The impact of key system parameters is analyzed. The system sum rate improves as the number of BS antennas (M) increases, due to enhanced beamforming gain. Across all values of M, our proposed SAC-based joint optimization scheme significantly outperforms the baseline schemes. The performance gap between SAC and the “Fixed Phase” scheme illustrates the gain from optimizing the RIS configuration. The substantial gap between SAC and the “No RIS” scheme underscores the fundamental benefit introduced by the UAV drone-borne RIS in creating and enhancing reflection paths. The “Fixed RIS” scheme performs the worst among RIS-assisted schemes, emphasizing the crucial value of the UAV drone’s mobility in positioning the RIS favorably relative to the BS and users.
4. Conclusion
This paper has investigated the performance optimization of a UAV drone-RIS-assisted communication network operating in an environment constrained by multiple No-Fly Zones. We developed a comprehensive system model that integrates UAV drone trajectory dynamics, RIS orientation-dependent gain, and practical wireless channels. A novel path-integral method was proposed to enforce continuous and complete avoidance of polygonal NFZs. The challenging joint optimization problem for maximizing the sum rate was formulated and effectively solved using a Deep Reinforcement Learning framework based on the Soft Actor-Critic algorithm. The SAC agent successfully learns to coordinate the UAV drone’s flight path and attitude, the RIS’s phase profile, and the BS’s beamforming vectors in a holistic manner.

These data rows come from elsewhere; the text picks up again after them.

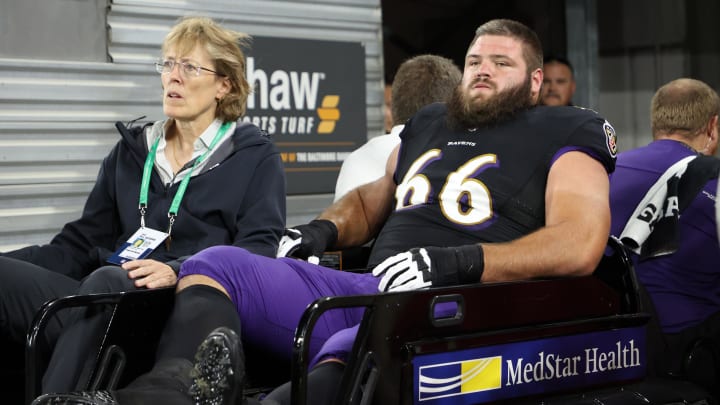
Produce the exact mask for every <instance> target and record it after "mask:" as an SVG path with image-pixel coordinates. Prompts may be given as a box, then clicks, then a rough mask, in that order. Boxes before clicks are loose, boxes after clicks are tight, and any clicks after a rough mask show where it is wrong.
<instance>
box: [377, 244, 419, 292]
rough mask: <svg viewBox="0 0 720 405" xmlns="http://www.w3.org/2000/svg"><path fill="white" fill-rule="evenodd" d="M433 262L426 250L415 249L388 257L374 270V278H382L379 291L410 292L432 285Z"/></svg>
mask: <svg viewBox="0 0 720 405" xmlns="http://www.w3.org/2000/svg"><path fill="white" fill-rule="evenodd" d="M431 271H432V261H431V260H430V256H429V255H428V253H427V250H426V249H425V248H419V249H418V248H414V249H410V250H408V251H407V252H402V253H398V254H396V255H395V256H391V257H388V258H387V259H385V260H383V262H382V263H380V264H378V265H377V266H376V267H375V268H374V269H373V276H375V277H381V276H382V279H381V280H380V285H379V286H378V290H380V292H388V291H409V290H417V289H420V288H427V287H430V286H431V285H432V281H431V278H430V272H431Z"/></svg>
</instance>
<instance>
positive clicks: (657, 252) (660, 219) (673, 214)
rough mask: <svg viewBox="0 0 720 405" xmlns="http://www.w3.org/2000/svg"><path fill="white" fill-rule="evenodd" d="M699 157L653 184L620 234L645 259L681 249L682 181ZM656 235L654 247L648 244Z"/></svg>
mask: <svg viewBox="0 0 720 405" xmlns="http://www.w3.org/2000/svg"><path fill="white" fill-rule="evenodd" d="M696 157H697V156H688V157H686V158H683V159H681V160H679V161H677V162H676V163H675V164H673V165H672V166H670V167H669V168H668V169H667V170H666V171H665V173H663V174H662V176H660V178H659V179H658V180H657V181H656V182H655V184H653V186H652V187H650V189H649V190H648V192H647V193H646V194H645V197H643V199H642V200H641V201H640V203H639V204H638V206H637V207H636V208H635V211H634V212H633V214H632V215H631V216H630V219H629V220H628V222H627V224H625V228H624V229H623V231H622V233H621V234H620V240H622V241H623V243H625V244H626V245H627V246H628V247H629V248H630V249H631V250H632V251H633V252H635V253H637V254H640V255H641V258H645V257H654V256H659V255H663V254H670V253H673V252H674V251H675V250H677V221H678V217H679V209H678V206H679V205H678V182H679V180H680V178H681V177H682V175H683V174H684V173H685V170H686V169H687V165H688V163H690V162H691V161H692V160H693V159H695V158H696ZM657 228H663V229H662V231H659V232H656V233H655V234H654V235H653V237H654V238H655V240H654V241H653V243H652V244H650V243H648V245H652V246H645V247H644V246H643V245H645V244H646V242H647V241H648V239H649V238H650V236H651V234H653V230H655V229H657ZM658 238H659V239H658Z"/></svg>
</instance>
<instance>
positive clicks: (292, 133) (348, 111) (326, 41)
mask: <svg viewBox="0 0 720 405" xmlns="http://www.w3.org/2000/svg"><path fill="white" fill-rule="evenodd" d="M246 70H247V80H248V82H249V83H250V86H251V87H252V89H253V92H252V93H251V94H250V97H249V98H248V108H247V113H246V116H245V117H243V120H244V121H249V122H252V123H254V124H255V125H257V126H258V127H260V128H262V129H264V130H265V131H267V132H268V133H269V134H270V136H271V138H272V139H273V141H274V142H275V144H276V145H277V146H278V148H279V149H280V152H281V156H282V160H283V163H284V164H285V173H286V176H287V192H288V194H306V193H328V192H333V191H334V190H335V180H336V178H337V174H338V171H339V170H340V165H341V164H342V162H343V160H344V159H345V157H346V156H347V155H348V154H350V152H351V151H352V150H354V149H355V148H357V147H358V146H360V145H361V144H362V143H364V142H365V139H366V138H367V121H366V104H365V50H364V48H363V47H362V44H360V43H355V42H334V41H315V40H301V39H289V38H271V37H253V41H252V47H251V49H250V50H248V52H247V69H246Z"/></svg>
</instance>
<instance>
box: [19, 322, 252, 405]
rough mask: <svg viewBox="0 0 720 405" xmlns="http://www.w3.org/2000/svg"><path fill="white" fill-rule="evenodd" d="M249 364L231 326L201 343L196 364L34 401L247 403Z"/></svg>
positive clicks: (70, 404)
mask: <svg viewBox="0 0 720 405" xmlns="http://www.w3.org/2000/svg"><path fill="white" fill-rule="evenodd" d="M244 363H245V357H244V355H243V352H242V346H241V344H240V338H239V337H238V336H237V334H236V333H235V332H234V331H232V330H231V329H229V328H226V327H220V328H217V329H215V330H214V331H212V332H211V333H210V334H209V335H208V337H206V338H205V340H203V342H202V343H201V344H200V347H198V349H197V352H196V353H195V363H194V364H191V363H190V362H189V361H188V360H186V359H164V360H161V361H159V362H158V363H157V364H156V365H155V367H154V368H153V370H151V371H150V372H149V373H146V374H144V375H142V376H140V377H138V378H137V379H136V380H135V381H133V382H132V383H131V384H130V385H128V386H127V387H126V388H123V389H120V390H117V391H92V392H73V393H67V394H45V395H42V396H40V397H38V398H37V399H35V401H33V403H32V405H119V404H123V405H126V404H127V405H130V404H132V405H136V404H153V405H155V404H160V403H173V404H195V405H236V404H246V403H247V402H246V401H245V400H244V399H243V398H242V390H243V382H244V377H245V364H244ZM250 403H256V402H255V401H251V402H250Z"/></svg>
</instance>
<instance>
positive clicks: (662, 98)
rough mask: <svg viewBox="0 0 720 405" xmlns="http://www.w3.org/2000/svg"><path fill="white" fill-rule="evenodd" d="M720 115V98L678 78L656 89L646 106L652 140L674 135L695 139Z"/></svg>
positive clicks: (712, 91)
mask: <svg viewBox="0 0 720 405" xmlns="http://www.w3.org/2000/svg"><path fill="white" fill-rule="evenodd" d="M718 114H720V97H718V94H717V93H716V92H715V90H713V89H712V88H710V86H708V85H707V84H705V83H703V82H701V81H700V80H695V79H688V78H681V79H676V80H673V81H671V82H669V83H667V84H665V85H663V86H662V87H660V88H659V89H658V91H657V92H655V95H654V96H653V98H652V102H651V103H650V122H651V127H652V133H653V137H654V138H658V137H659V136H663V135H669V134H678V135H681V136H684V137H686V138H687V139H692V138H695V137H696V136H697V135H699V134H700V133H701V132H702V131H703V129H704V128H706V127H707V124H708V122H710V120H711V119H712V118H713V117H714V116H716V115H718Z"/></svg>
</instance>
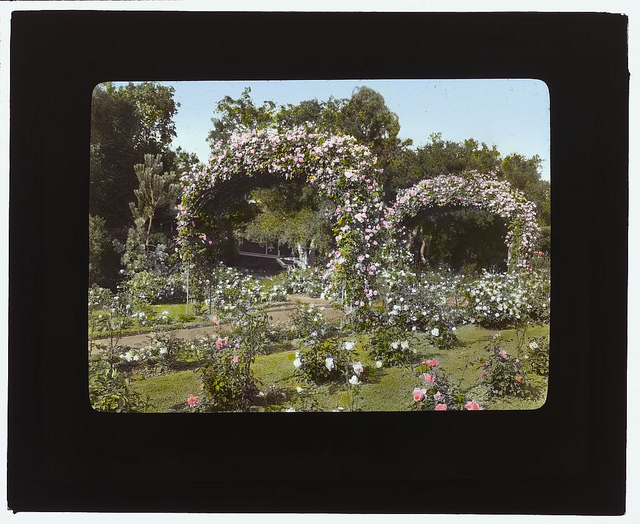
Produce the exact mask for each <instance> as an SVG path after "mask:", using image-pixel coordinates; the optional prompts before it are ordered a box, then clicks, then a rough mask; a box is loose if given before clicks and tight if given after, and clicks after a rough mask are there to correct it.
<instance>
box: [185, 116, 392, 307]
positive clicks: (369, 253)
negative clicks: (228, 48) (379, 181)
mask: <svg viewBox="0 0 640 524" xmlns="http://www.w3.org/2000/svg"><path fill="white" fill-rule="evenodd" d="M379 172H380V171H379V169H377V167H376V159H375V157H373V156H372V154H371V151H370V150H369V149H368V148H367V147H365V146H363V145H361V144H358V143H357V142H356V140H355V139H354V138H353V137H350V136H335V135H326V134H322V133H315V132H312V131H311V126H310V125H307V126H302V127H295V128H293V129H290V130H287V131H280V130H276V129H262V130H254V131H247V132H244V133H236V134H233V135H231V137H230V138H229V139H228V140H227V141H226V142H219V143H216V144H215V145H214V147H213V151H212V154H211V156H210V158H209V164H208V165H207V166H206V167H204V169H203V170H202V171H200V172H197V173H186V174H184V175H183V176H182V178H181V187H182V202H181V204H180V205H179V206H178V218H177V220H178V237H179V239H178V245H179V250H180V254H181V256H182V257H183V259H188V258H189V257H190V256H191V255H192V253H193V250H194V248H197V247H198V246H211V245H212V244H214V243H215V242H217V241H219V240H217V239H216V231H212V230H211V229H212V228H211V223H210V222H207V221H206V220H200V219H201V218H202V215H203V214H205V213H206V210H205V209H204V207H203V203H204V202H207V201H211V200H212V199H213V200H215V199H216V198H218V197H219V196H220V193H219V191H217V190H218V189H219V188H221V187H224V186H226V187H229V188H231V189H233V188H234V186H235V190H236V192H237V191H239V189H238V187H240V188H241V189H240V190H242V191H247V190H249V189H251V188H253V187H258V186H259V185H261V180H264V179H265V177H266V178H268V179H273V180H291V179H294V178H299V179H303V180H306V181H307V182H309V183H310V184H312V185H314V186H316V187H317V188H318V190H319V191H320V193H321V194H323V195H325V196H326V197H328V198H329V199H330V201H331V202H332V204H333V206H332V207H331V208H329V209H326V210H325V211H324V215H325V217H326V218H327V220H330V221H331V222H332V223H333V232H334V235H335V240H336V250H335V251H334V252H332V253H329V258H330V261H329V263H328V264H327V269H328V272H327V276H328V277H330V278H328V279H327V288H328V289H329V290H331V288H333V292H334V293H336V292H337V294H338V295H339V296H341V301H342V305H343V307H345V308H346V309H347V310H350V309H351V308H354V307H355V308H358V307H361V306H366V305H369V304H370V303H371V300H372V299H373V298H374V297H375V296H376V295H377V294H378V290H377V289H376V277H377V273H378V268H379V250H378V246H379V245H380V243H381V241H382V238H383V236H384V235H386V234H387V232H386V228H384V227H383V223H384V209H383V203H382V200H381V193H382V190H381V187H380V186H379V184H378V181H377V180H378V176H379ZM203 224H208V225H207V226H203ZM207 228H208V230H206V229H207Z"/></svg>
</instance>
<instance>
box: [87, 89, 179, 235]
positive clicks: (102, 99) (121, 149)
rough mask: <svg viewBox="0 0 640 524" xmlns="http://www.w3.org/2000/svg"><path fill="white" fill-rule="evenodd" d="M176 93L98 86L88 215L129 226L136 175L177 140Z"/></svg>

Simulation results confirm that the proposed approach achieves two primary objectives simultaneously: it guarantees strict NFZ avoidance, which is essential for regulatory compliance and safety in real-world UAV drone deployments, and it significantly enhances the overall network communication rate compared to benchmark strategies. The framework demonstrates robustness and adaptability to different user distributions and NFZ configurations. This work provides a viable and efficient solution for deploying intelligent, reconfigurable aerial platforms to extend and dynamically optimize wireless coverage in complex, restricted airspace, paving the way for more reliable and capable UAV drone-assisted communication in the 6G era.